Dans le prolongement de cette thèse, deux pistes de recherche peuvent être avancées. Heckman, Lalonde et Smith (1999) soulignent que plusieurs méthodes économétriques sont disponibles pour étudier une même politique publique. Ces techniques économétriques permettent de contrôler, à l’aide de données expérimentales et non-expérimentales, les éventuels problèmes, inhérents à l’évaluation, de sélection et d’hétérogénéité non observée. La démarche économétrique privilégiée dans cette thèse a été celle des modèles de sélection sur les inobservables. La première voie de recherche possible serait de prolonger l’évaluation en estimant l’impact des conventions de conversion par des modèles de sélection sur les observables. Il serait également nécessaire de préciser l’impact des formations sur la qualité du reclassement. La deuxième voie de recherche consiste à s’interroger sur le PARE. Ce dernier en fournissant un soutien personnalisé en contrepartie d’un engagement à chercher activement un emploi, s’inscrit clairement dans la voie d’une meilleure prise en charge des demandeurs d’emploi. Dans le cadre de son évaluation, il serait intéressant de vérifier si les trois directions que nous avons proposées : prise en compte des spécificités des différents publics, pertinence du ciblage, c’est-à-dire capacité d’attirer les individus les plus démunis et prise en compte du contexte local, sont effectivement suivies par le PARE.

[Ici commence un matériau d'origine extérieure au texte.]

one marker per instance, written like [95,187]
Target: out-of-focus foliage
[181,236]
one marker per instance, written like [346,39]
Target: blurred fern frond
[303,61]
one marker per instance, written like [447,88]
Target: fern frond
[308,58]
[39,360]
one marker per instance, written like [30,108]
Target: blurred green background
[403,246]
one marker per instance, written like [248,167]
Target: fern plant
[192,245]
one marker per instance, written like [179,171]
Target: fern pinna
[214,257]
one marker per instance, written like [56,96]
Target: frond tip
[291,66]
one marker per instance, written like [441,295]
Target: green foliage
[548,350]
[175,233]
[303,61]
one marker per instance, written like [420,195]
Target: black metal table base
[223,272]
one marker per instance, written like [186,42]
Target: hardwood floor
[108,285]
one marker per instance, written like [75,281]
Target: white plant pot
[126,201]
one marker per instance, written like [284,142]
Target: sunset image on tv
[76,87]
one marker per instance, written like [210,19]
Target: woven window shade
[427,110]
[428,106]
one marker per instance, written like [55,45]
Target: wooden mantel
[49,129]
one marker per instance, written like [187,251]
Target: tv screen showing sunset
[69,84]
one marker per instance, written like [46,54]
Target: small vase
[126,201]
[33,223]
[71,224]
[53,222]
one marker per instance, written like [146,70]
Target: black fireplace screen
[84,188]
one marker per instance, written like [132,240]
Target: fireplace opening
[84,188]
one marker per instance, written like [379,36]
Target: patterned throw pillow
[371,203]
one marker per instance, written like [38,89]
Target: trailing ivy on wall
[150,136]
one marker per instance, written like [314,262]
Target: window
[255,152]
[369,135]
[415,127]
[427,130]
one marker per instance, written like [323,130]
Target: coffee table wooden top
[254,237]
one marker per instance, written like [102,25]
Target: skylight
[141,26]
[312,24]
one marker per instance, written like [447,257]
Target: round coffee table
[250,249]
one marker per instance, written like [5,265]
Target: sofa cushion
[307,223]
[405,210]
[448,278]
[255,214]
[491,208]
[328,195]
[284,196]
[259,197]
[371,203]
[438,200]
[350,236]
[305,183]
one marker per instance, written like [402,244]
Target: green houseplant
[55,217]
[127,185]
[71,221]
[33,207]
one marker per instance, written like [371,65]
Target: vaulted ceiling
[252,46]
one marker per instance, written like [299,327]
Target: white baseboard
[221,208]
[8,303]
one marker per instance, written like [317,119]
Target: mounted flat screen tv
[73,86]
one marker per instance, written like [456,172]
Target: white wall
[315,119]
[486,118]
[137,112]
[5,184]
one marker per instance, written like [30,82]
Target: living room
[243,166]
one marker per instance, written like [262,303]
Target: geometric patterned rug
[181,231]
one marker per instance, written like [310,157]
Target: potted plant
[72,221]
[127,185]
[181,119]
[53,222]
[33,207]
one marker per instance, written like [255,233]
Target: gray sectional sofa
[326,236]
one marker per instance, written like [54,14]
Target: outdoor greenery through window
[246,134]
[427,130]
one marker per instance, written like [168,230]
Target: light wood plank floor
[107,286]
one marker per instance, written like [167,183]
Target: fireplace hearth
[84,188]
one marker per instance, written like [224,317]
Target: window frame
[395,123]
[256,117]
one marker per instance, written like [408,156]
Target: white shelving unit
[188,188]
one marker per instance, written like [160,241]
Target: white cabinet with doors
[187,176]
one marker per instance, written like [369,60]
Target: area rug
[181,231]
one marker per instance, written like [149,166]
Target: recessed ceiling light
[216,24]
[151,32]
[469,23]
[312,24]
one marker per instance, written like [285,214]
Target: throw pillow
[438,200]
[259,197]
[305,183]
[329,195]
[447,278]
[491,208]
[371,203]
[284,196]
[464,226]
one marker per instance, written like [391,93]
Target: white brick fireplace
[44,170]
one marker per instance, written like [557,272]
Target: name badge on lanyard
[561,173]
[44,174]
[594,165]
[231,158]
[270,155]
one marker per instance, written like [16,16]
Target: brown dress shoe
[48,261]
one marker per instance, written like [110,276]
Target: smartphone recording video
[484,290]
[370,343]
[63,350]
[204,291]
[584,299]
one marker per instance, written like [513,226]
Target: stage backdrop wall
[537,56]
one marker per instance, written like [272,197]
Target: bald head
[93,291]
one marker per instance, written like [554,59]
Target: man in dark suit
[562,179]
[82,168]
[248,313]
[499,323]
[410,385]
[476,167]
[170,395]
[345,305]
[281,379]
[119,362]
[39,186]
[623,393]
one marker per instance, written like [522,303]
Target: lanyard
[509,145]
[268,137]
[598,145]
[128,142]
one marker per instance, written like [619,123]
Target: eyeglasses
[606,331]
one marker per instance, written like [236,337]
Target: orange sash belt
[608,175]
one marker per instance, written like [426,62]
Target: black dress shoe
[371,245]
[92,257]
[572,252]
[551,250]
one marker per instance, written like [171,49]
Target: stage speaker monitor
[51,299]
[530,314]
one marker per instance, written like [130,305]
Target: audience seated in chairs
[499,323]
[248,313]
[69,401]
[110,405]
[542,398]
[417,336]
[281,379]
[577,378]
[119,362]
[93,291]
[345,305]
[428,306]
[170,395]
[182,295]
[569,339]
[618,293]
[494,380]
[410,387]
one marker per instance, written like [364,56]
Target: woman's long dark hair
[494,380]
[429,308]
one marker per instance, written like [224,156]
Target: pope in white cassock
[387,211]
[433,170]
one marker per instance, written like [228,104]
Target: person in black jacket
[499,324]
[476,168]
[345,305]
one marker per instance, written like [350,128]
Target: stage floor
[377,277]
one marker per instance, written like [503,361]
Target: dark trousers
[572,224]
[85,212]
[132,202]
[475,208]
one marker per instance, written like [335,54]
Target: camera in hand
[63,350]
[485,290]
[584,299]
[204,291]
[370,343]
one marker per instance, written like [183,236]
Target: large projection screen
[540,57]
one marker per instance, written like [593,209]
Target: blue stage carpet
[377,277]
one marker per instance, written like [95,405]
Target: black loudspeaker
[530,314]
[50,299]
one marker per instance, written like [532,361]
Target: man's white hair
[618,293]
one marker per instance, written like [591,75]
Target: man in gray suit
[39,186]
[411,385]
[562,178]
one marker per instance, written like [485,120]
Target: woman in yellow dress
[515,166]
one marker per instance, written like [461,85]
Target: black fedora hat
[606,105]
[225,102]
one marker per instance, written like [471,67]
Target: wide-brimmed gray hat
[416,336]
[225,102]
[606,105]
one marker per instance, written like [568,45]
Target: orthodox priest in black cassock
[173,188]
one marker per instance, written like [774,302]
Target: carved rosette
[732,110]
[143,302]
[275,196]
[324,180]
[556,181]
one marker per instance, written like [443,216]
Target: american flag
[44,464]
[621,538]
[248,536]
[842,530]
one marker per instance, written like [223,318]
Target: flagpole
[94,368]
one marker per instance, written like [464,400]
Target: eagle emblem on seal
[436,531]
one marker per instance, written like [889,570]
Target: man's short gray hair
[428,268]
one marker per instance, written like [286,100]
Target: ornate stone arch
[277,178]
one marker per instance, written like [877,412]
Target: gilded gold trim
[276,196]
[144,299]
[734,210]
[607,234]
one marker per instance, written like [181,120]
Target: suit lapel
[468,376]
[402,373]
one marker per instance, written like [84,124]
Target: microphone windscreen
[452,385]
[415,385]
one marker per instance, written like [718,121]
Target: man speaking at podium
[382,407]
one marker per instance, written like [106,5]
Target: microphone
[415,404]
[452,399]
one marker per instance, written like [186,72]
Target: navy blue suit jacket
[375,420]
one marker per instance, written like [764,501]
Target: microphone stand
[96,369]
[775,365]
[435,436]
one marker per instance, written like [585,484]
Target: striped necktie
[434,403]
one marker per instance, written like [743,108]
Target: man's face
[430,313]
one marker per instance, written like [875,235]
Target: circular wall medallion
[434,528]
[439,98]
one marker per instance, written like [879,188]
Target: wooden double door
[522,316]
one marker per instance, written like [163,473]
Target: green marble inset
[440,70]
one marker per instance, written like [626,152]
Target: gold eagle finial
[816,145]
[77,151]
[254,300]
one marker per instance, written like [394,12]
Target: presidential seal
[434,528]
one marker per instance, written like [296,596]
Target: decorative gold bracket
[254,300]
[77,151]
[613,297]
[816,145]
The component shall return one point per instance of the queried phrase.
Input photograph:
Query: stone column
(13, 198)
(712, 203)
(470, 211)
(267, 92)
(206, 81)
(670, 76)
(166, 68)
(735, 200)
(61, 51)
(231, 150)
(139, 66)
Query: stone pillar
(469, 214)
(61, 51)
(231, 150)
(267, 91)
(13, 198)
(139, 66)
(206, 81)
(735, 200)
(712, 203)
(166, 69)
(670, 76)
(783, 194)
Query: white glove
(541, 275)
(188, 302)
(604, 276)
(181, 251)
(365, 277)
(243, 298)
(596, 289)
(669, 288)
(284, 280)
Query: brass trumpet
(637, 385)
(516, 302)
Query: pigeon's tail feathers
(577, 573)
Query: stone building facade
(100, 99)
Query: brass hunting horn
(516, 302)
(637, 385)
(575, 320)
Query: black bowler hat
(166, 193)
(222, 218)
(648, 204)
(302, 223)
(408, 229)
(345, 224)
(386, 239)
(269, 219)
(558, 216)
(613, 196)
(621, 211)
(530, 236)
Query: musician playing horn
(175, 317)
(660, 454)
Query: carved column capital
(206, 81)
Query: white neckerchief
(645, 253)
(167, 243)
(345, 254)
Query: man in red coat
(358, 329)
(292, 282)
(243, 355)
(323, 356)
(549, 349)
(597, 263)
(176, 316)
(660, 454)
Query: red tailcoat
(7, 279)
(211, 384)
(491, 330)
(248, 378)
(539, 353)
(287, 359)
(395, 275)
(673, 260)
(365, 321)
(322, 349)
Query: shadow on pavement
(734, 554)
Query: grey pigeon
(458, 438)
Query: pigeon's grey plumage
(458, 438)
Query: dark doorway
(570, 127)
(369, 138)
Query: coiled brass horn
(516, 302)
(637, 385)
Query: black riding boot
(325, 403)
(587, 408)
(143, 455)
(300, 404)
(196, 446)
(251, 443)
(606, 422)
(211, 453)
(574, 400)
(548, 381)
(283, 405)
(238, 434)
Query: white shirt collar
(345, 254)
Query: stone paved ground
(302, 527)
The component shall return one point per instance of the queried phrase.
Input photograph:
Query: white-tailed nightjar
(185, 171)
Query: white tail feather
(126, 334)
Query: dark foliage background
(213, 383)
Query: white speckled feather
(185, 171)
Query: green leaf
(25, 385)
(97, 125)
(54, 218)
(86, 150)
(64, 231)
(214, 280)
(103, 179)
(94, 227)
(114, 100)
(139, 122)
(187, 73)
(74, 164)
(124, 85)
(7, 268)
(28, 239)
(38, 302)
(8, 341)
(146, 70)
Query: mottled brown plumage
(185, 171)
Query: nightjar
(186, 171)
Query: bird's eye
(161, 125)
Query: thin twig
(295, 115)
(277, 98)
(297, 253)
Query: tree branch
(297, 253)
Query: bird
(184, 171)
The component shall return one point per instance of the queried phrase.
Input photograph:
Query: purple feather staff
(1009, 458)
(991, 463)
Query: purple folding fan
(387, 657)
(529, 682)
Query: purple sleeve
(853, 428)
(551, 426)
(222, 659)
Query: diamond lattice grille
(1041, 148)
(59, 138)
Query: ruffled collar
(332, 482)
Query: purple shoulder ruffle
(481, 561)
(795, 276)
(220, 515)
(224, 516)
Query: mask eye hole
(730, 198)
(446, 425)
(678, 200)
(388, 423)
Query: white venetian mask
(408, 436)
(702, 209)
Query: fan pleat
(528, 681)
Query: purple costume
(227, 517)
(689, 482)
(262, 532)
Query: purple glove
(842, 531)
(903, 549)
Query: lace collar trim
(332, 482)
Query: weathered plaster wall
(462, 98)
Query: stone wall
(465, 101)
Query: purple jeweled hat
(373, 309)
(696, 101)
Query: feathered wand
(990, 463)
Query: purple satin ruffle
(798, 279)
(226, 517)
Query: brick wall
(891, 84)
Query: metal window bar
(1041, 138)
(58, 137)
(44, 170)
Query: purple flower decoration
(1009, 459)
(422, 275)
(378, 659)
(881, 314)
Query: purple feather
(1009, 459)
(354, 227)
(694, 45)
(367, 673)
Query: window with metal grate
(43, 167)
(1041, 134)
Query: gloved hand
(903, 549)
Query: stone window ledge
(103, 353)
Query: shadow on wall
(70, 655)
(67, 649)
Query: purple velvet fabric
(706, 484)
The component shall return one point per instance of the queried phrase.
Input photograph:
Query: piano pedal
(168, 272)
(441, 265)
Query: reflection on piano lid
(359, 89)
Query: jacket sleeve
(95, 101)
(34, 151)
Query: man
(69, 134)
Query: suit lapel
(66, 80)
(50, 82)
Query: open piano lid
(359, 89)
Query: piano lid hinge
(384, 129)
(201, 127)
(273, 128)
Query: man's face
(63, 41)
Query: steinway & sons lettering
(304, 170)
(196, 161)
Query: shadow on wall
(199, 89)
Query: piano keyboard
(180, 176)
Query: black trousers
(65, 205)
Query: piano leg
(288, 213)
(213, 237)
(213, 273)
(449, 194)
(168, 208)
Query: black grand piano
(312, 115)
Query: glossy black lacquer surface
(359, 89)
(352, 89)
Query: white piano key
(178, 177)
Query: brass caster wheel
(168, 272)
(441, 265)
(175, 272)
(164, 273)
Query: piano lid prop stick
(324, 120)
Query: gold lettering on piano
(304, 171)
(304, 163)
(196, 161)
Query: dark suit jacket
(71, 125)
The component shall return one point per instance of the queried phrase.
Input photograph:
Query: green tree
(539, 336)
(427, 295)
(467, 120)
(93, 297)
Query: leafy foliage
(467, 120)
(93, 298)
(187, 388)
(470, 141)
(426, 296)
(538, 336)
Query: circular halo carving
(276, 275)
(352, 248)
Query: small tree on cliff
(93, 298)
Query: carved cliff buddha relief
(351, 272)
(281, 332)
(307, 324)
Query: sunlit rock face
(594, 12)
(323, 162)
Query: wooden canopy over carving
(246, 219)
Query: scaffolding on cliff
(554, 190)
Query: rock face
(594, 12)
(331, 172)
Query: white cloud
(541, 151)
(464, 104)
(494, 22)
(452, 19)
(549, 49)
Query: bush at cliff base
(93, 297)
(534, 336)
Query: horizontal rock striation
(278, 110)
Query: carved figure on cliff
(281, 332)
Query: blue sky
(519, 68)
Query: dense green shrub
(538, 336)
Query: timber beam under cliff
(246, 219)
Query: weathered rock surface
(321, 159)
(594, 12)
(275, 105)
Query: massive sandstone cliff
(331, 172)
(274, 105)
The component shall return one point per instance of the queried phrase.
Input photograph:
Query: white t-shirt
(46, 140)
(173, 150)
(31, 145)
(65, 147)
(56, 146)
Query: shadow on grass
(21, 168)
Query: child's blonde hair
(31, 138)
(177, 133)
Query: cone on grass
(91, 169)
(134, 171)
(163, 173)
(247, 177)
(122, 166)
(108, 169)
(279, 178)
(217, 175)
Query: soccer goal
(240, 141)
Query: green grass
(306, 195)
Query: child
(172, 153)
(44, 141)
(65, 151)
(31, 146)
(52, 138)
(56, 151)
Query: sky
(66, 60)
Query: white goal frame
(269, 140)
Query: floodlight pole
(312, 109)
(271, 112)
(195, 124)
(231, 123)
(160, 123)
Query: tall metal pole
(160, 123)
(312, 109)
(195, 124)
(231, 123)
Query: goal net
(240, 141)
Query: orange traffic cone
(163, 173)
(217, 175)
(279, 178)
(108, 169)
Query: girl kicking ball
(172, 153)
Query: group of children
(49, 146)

En conclusion, conformément aux Etats-Unis, il est indispensable que les pays européens, et principalement la France, augmentent le nombre et améliorent la qualité des évaluations des politiques d’emploi afin que les pays de l’OCDE soient plus nombreux à pouvoir tirer des enseignements de l’expérience des uns et des autres. L’évaluation doit être intégrée dès la mise en place de la mesure, afin de pouvoir répondre aux questions des décideurs sur ce qui est efficace et ce qui ne l’est pas dans la gamme des dispositifs actifs en vigueur dans les pays de l’OCDE et entrevoir des dispositions concrètes pour renforcer l’efficacité des mesures actives.

Notes
121.

Le PARE anticipé se substitue aux conventions de conversion.

122.

Voir introduction générale.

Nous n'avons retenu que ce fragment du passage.